Plant Systematics and Evolution

, Volume 282, Issue 3–4, pp 241–255 | Cite as

Fifty mosses on five trees: comparing phylogenetic information in three types of non-coding mitochondrial DNA and two chloroplast loci

  • Ute Wahrmund
  • Theresia Rein
  • Kai F. Müller
  • Milena Groth-Malonek
  • Volker Knoop
Original Article


Given the frequent genomic recombinations in plant mitochondrial DNA, intergenic regions of this organelle genome had so far not been considered as loci of potential phylogenetic information. Based on the recent evidence that an evolutionary ancient mitochondrial nad5-nad4 gene continuum is conserved in bryophytes we have compiled a dataset for a phylogenetically wide sampling of 50 mosses covering this intergenic region.

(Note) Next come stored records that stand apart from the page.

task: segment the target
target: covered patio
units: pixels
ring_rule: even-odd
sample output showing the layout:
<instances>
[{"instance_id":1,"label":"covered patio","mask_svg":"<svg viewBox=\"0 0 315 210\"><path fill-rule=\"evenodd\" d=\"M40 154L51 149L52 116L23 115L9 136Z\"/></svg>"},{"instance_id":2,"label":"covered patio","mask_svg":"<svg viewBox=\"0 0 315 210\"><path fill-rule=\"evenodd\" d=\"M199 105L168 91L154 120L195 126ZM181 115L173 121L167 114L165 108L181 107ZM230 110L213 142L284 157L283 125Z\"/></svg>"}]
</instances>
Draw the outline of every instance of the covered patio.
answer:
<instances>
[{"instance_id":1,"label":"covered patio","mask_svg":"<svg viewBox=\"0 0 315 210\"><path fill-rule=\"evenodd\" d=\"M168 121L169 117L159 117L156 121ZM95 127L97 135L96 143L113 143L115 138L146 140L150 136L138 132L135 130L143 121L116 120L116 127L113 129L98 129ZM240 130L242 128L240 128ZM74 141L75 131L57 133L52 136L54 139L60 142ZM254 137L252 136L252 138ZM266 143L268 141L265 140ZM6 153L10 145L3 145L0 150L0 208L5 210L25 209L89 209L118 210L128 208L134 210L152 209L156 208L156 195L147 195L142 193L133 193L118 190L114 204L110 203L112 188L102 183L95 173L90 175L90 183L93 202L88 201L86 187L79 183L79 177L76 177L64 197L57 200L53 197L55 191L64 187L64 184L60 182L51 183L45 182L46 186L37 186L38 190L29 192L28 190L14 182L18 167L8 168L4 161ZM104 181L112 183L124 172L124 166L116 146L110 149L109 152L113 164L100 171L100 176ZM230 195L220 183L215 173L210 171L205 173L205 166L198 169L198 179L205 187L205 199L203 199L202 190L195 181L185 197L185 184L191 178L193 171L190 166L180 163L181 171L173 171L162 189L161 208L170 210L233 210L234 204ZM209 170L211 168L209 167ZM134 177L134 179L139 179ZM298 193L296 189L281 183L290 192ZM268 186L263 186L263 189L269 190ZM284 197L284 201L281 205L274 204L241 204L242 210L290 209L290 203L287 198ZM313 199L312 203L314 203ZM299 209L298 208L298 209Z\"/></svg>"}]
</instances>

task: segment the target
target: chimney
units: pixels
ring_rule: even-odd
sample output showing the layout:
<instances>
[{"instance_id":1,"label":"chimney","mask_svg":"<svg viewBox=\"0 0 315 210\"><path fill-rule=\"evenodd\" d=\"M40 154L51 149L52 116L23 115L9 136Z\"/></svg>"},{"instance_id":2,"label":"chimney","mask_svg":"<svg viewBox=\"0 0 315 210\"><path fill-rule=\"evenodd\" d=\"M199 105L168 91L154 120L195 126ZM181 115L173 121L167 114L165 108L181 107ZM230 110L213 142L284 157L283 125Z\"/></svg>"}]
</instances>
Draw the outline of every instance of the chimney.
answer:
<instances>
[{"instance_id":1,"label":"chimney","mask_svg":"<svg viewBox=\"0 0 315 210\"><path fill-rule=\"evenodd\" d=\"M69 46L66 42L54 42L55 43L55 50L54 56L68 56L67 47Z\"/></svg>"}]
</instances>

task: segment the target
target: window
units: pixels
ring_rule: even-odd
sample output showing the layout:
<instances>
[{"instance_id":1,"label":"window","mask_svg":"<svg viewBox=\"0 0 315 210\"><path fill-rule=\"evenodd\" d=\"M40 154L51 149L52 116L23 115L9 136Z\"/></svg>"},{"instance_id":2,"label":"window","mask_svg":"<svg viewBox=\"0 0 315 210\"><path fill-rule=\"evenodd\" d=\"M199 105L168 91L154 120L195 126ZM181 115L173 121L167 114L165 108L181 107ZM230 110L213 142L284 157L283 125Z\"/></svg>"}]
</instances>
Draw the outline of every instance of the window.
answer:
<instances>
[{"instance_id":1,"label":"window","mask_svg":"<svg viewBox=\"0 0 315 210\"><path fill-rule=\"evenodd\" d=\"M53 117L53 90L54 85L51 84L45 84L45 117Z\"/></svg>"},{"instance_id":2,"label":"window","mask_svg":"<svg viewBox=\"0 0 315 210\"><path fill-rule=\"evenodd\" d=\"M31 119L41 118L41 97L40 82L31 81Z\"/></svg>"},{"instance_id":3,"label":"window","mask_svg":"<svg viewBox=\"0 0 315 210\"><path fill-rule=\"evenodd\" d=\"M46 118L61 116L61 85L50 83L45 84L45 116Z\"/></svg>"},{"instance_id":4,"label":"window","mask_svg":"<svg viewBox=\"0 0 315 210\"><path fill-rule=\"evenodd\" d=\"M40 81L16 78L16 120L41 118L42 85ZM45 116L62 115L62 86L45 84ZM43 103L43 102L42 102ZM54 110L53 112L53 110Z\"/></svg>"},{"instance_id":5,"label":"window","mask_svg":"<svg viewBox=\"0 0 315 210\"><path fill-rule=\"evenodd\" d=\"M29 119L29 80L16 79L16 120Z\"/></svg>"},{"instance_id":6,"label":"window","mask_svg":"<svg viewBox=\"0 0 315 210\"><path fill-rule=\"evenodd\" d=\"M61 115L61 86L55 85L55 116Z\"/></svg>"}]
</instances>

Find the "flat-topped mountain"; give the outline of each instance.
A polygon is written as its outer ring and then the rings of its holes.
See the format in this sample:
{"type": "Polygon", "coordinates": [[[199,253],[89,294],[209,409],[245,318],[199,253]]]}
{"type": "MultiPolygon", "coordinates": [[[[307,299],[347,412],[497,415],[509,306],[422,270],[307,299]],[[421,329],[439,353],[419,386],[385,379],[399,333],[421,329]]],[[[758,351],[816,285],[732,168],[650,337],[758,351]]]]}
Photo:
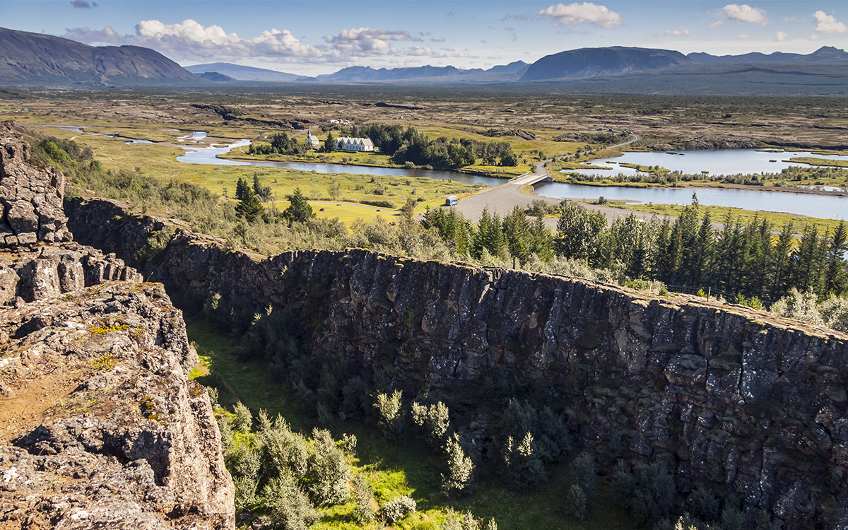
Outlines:
{"type": "Polygon", "coordinates": [[[751,53],[743,53],[742,55],[711,55],[701,52],[689,53],[686,57],[695,63],[714,64],[714,63],[789,63],[793,64],[820,64],[820,63],[842,63],[848,62],[848,53],[845,50],[832,46],[823,46],[812,53],[806,55],[801,53],[784,53],[783,52],[774,52],[765,54],[759,52],[751,53]]]}
{"type": "Polygon", "coordinates": [[[88,46],[6,28],[0,28],[0,80],[4,84],[94,86],[209,82],[150,48],[88,46]]]}
{"type": "Polygon", "coordinates": [[[617,75],[689,64],[680,52],[644,47],[583,47],[548,55],[531,64],[521,81],[617,75]]]}

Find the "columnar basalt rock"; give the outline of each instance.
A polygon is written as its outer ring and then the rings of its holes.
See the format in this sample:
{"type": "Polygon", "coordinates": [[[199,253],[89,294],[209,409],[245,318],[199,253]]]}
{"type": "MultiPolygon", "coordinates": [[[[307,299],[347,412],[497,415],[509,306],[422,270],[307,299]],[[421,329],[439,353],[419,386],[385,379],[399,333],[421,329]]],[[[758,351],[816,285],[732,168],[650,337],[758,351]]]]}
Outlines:
{"type": "Polygon", "coordinates": [[[70,241],[64,176],[30,159],[30,146],[11,121],[0,123],[0,248],[70,241]]]}
{"type": "Polygon", "coordinates": [[[160,284],[70,241],[64,176],[28,158],[3,124],[0,527],[233,528],[181,313],[160,284]]]}
{"type": "MultiPolygon", "coordinates": [[[[70,209],[75,231],[127,259],[164,222],[116,217],[108,201],[70,209]],[[133,233],[103,237],[115,232],[133,233]]],[[[848,336],[576,278],[361,249],[263,258],[221,243],[177,231],[150,271],[248,316],[287,307],[315,352],[386,370],[410,398],[479,403],[487,377],[547,386],[568,400],[583,449],[665,461],[678,489],[716,484],[750,521],[765,510],[786,529],[848,525],[848,336]]]]}

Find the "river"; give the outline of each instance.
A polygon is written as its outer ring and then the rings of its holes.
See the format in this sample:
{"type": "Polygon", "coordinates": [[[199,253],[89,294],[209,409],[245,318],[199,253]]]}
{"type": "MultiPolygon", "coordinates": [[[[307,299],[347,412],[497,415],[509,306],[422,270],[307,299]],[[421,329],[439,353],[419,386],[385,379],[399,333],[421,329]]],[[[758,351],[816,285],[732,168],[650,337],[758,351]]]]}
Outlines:
{"type": "MultiPolygon", "coordinates": [[[[200,148],[186,146],[186,154],[177,157],[177,160],[189,164],[213,164],[218,165],[259,165],[272,167],[286,167],[304,171],[318,173],[354,173],[358,175],[397,176],[411,177],[429,177],[440,180],[458,181],[471,184],[484,186],[499,186],[505,182],[503,179],[466,175],[455,171],[439,171],[431,170],[407,170],[400,168],[381,168],[363,165],[346,165],[340,164],[310,164],[303,162],[253,162],[249,160],[230,160],[215,158],[224,154],[235,147],[249,145],[249,140],[240,140],[230,147],[200,148]],[[192,150],[194,149],[194,150],[192,150]]],[[[758,173],[771,170],[769,159],[788,159],[791,156],[811,156],[810,153],[764,153],[753,150],[714,150],[714,151],[689,151],[686,154],[672,155],[664,153],[628,153],[629,155],[648,155],[637,159],[644,162],[634,162],[644,165],[660,165],[669,167],[667,158],[674,162],[682,159],[695,160],[698,167],[711,164],[711,170],[718,173],[719,168],[729,168],[734,164],[734,155],[739,155],[739,162],[734,168],[744,167],[745,172],[758,173]],[[759,165],[752,160],[760,160],[759,165]],[[659,160],[659,161],[657,161],[659,160]],[[711,162],[712,160],[712,162],[711,162]],[[650,161],[650,162],[649,162],[650,161]]],[[[820,156],[820,155],[812,155],[820,156]]],[[[623,157],[622,157],[623,158],[623,157]]],[[[616,159],[620,160],[621,159],[616,159]]],[[[688,167],[688,166],[687,166],[688,167]]],[[[624,168],[622,168],[624,169],[624,168]]],[[[699,170],[700,171],[700,170],[699,170]]],[[[617,171],[616,171],[617,172],[617,171]]],[[[739,172],[739,171],[734,171],[739,172]]],[[[701,204],[710,206],[730,206],[744,209],[785,212],[810,217],[824,219],[845,219],[848,212],[848,198],[812,195],[806,193],[786,193],[778,192],[758,192],[737,189],[720,189],[700,187],[693,188],[667,188],[667,187],[598,187],[561,182],[540,183],[535,185],[536,192],[543,197],[555,198],[589,198],[599,197],[613,200],[628,200],[657,204],[689,204],[692,201],[692,193],[697,192],[698,201],[701,204]]]]}

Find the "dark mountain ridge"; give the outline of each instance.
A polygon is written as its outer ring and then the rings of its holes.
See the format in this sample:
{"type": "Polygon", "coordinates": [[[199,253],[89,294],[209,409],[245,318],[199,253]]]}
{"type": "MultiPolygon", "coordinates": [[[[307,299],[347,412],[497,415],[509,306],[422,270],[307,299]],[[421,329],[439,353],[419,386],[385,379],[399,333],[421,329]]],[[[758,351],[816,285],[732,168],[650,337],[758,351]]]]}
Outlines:
{"type": "Polygon", "coordinates": [[[0,28],[0,79],[39,86],[206,84],[159,52],[0,28]]]}
{"type": "Polygon", "coordinates": [[[547,55],[531,64],[521,81],[618,75],[689,64],[680,52],[644,47],[583,47],[547,55]]]}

The length of the intergenic region was generally in the range of 585 (Diphyscium) to 646 bp (Tomentypnum) with rare exceptions, for example all Polytrichales taxa showing a 200 bp deletion as an apparent synapomorphy of this order. Phylogenetic information in the novel marker sequence was compared with that of a nad5 gene region containing a group I intron and a nad2 gene region containing a group II intron as well as with two widely sampled chloroplast data sets, rbcL and rps4. Indel evolution in the three types of non-coding mitochondrial sequences is obviously more taxon-dependent than locus-dependent, indicating lineage-specific insertion/deletion rates. For example, larger sequence deletions are a general feature in Schistostega and Tetraphis. Although confidence for particular nodes in the phylogeny was found to vary among data sets, gene trees were essentially without conflict with respect to well-supported ones and add up in information towards a reasonably well-resolved moss phylogeny. However, while a consensus on the latter is clearly emerging, sufficient confidence is still lacking for the first dichotomies among the arthrodontous mosses leading into subclasses Bryidae, Dicranidae and Funariidae and the relative placement of nematodontous mosses (Polytrichales and Tetraphidales) on the backbone of early moss phylogeny.


Bryophytes Group I intron Group II intron Indels Intergenic region Mitochondrial DNA Mosses Phylogeny RNA editing 



Base pairs


Mitochondrial DNA



The authors are very grateful to Drs. Jan-Peter Frahm, Bonn; Bernard Goffinet, Storrs CT; Hermann Muhle, Ulm; Yin-Long Qiu, Ann Arbor MI and Dietmar Quandt, Dresden, who made biological material or DNA samples, respectively, available. Financial support through the Deutsche Forschungsgemeinschaft (DFG) is gratefully acknowledged. The last author is grateful to the Deutsche Bahn for continuous, reliable and comfortable ICE transportation commuting between Bonn and Ulm on a weekly basis also in preparation of the present manuscript.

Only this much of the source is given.